Modest Rate Cuts. First, regulators have abandoned rate-of-return ratemaking in those states where restructuring plans have been adopted. Rates have typically been reduced modestly up front, and then fixed for an extended transition period, during which a utility's earnings are not constrained by an allowed rate of return. Consequently, the utility is allowed to retain all of the benefits of its cost cutting, instead of facing the threat that the benefits will be confiscated and turned over to ratepayers. Incentive has increased enormously, and has led utility management to strive for efficiency with an intensity that they have never shown in the past.
Greater Accountability. Second, the restructuring movement has sharply curtailed the power of the array of stakeholders that have attracted themselves to the regulatory process. There is much clearer accountability than in the past, and the governance of the utilities has taken on more of the characteristics of unregulated companies. The shareholder and economic efficiency have been the beneficiaries. The hidden agendas of utility managements are being superseded by agendas that emphasize shareholder interests.
New Thinking. Restructuring has already created a badly needed new atmosphere for the industry. There is an infusion of new thinking and vigor that portends bringing the industry's performance up to the standards of the rest of the economy.
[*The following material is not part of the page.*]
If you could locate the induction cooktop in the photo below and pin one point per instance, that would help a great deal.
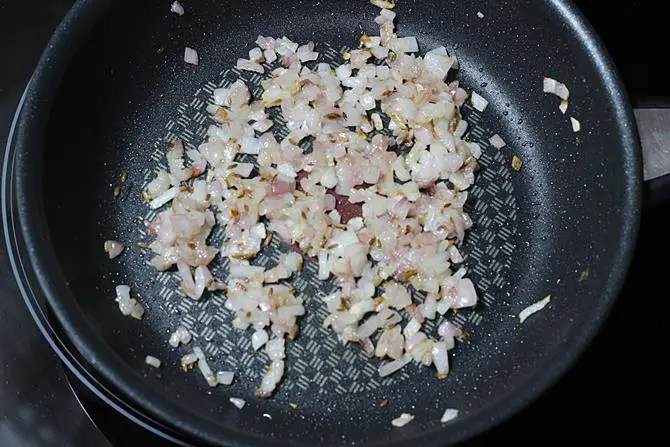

In retrospect, we can see that traditional regulation was driven by private, political interests rather than striving for economic efficiency. It lacked incentives and stifled technological progress. Over time, it moved the industry further and further from economic optimality. The failings of regulation, of course, provided the initial impetus for the restructuring movement. The case was, and remains, compelling.
We have no reason to believe that regulation would fare better in the future than in the past. Let's go forward with electric restructuring. Unfortunately, however, it's turning out to be more difficult than we expected.